"Topps," "TMI": When three minutes is not enough/too much
Over the last half-decade, enterprising Web auteurs have created — and we’re ballparking, but this feels right — hundreds of original Internet TV series. There are production companies that churn them out, websites that warehouse them, and vast armies of amateurs who own a camera and aren’t afraid to use it. But from that crowded landscape of Web TV shows, who among us can name more than, we don’t know, two? Even the standouts — “Dr. Horrible’s Sing-Along Blog,” “Pink,” “You Suck at Photoshop” — fade quick: When an entire season of a Web show adds up to fewer minutes than one episode of “True Blood,” the chance to make a lasting impression is fleeting indeed.
As time drags on and the genre remains chronically hitless, it’s fair to ask if perhaps the bite-size Web show is media’s version of Australopithecus afarensis, the short-lived hominid species that died off 3 million years ago to make way for humans.
So in 30 years, when Google archaeologists are exploring the era when television mated with the Internet, maybe they’ll dig up the digital fossils of these shows and have a quick laugh. Which is not to say there’s nothing good in Web TV — only that the genre itself might have evolved a little awkwardly. Its stumpy three-minute duration may simply be too short for it to survive. Still, some of the webisodes’ best traits will be no doubt be passed along on to future generations of this theoretical Intervision. And other traits won’t.
Double the fun with Sklar twins
Comedians Randy and Jason Sklar, the identical twin brothers who hosted ESPN’s sports comedy show “Cheap Seats,” are on their second Web series. “Back on Topps” is the story of Leyland and Leif Topps, baseball-card heirs whose father sold the ailing company out from under them. Threatened by an evil CEO, the Topps brothers are forced to come up with ever more hare-brained promotional schemes or face termination.
The show is the latest from Michael Eisner’s Tornante Co., which has produced a string of hyped Web series, starting with “Prom Queen” — and “Back on Topps” shows that Eisner is getting better at picking winners.
It so happens that Eisner owns the real Topps and that the branding of this series is part of his strategy to turn the card company into a media company. And Topps, it appears, has plenty to offer in terms of Web entertainment. The company used its sports connections to arrange for an endless parade of famous athletes to stop through “Back on Topps” for cameos.

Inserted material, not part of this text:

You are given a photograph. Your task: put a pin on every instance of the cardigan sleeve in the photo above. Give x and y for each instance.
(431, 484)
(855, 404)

Dodgers Andre Ethier and Russell Martin show up to be photographed by an artsy photographer as part of the brothers’ Avante Card series. Jordan Farmar submits to an interview on the Topps’ experimental and ill-fated talk show “60 Seconds.” And former UCLA center Kevin Love can be seen around the office changing lightbulbs (without a ladder).
The legitimately funny “Back on Topps” has adopted the manic, every-line’s-a-joke feel of shows like “Arrested Development” and “30 Rock” as a way to keep attention-challenged Web watchers interested. “If you just take the episode to a different place from where it started, and you tell one story well,” said Randy Sklar, “your viewers will be really happy.”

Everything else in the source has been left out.